Mori Cortex regulates P-glycoprotein in Caco-2 cells and colons from rats with experimental colitis via direct and gut microbiota-mediated mechanisms†
Abstract
P-Glycoprotein dysregulation and microbial imbalance have been implicated in inflammatory bowel diseases. Here we found that oral dosing of Mori Cortex, the root bark of Morus alba L. markedly alleviated inflammatory responses, reinstated microbial balance, and enhanced P-glycoprotein (P-gp) expression in rat colitis (UC) induced by oral administration of dextran sulfate sodium. The effects of Mori Cortex extract (MCE) on colon P-gp were examined using Caco-2 cells which revealed a time-dependent regulatory profile. The distinct effects on P-gp by individual main components may account for the direct biphasic effects of MCE. The involvement of gut microbiota in P-gp regulation by MCE was assessed by incubating the culture supernatant (CS) of fecal bacteria from normal, UC or MCE pretreated rats with Caco-2 cells.

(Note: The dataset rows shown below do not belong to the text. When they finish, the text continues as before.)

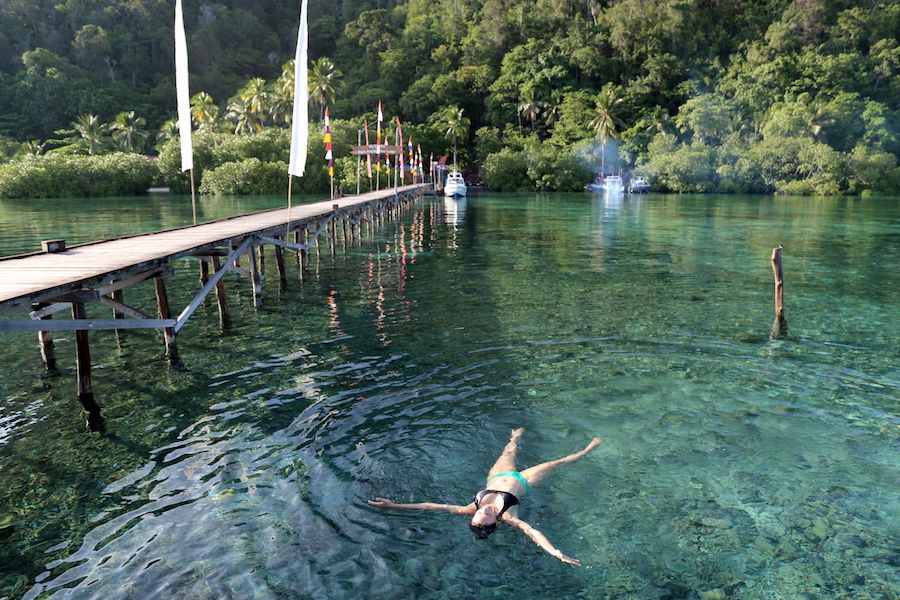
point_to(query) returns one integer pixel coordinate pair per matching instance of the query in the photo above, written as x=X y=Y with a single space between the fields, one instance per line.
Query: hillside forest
x=763 y=96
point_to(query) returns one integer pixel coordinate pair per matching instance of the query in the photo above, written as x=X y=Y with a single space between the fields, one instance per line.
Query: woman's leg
x=533 y=475
x=507 y=460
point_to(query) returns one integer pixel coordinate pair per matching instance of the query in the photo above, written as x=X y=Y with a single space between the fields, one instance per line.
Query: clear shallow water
x=730 y=463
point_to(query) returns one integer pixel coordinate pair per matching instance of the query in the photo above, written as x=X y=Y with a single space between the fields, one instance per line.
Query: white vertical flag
x=183 y=91
x=300 y=129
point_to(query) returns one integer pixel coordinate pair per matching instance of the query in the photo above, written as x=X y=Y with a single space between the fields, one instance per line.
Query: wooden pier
x=40 y=285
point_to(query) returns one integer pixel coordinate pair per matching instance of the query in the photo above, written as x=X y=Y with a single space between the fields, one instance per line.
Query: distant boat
x=455 y=184
x=639 y=185
x=613 y=185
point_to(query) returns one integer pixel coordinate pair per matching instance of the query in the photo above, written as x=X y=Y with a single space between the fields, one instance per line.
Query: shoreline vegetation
x=798 y=97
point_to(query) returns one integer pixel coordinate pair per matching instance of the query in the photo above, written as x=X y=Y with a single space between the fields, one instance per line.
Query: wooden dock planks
x=23 y=277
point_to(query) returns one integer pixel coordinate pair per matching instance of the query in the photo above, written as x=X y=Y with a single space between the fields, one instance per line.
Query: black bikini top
x=509 y=500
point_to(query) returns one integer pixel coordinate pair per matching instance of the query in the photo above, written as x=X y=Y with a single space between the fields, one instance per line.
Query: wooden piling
x=119 y=296
x=279 y=261
x=221 y=298
x=85 y=391
x=162 y=300
x=255 y=278
x=779 y=326
x=45 y=339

Interestingly, compared to normal CS, UC CS but not MCE CS diminished P-gp expression in Caco-2 cells, and this down-regulation could be reversed by pretreatment of Caco-2 cells with MCE. Moreover, MCE CS treated Caco-2 cells generated proinflammatory IL-1β and IL-8 comparable to that of the normal group and lower than the UC group, whereas, the anti-inflammatory IL-10 stimulated by MCE CS was significantly higher than the UC CS. In conclusion, MCE alleviated colitis-like symptoms and enhanced the intestinal epithelial integrity (P-gp up-regulation) in experimental colitis. The mechanisms involve both a direct effect and a gut microbiota-mediated pathway.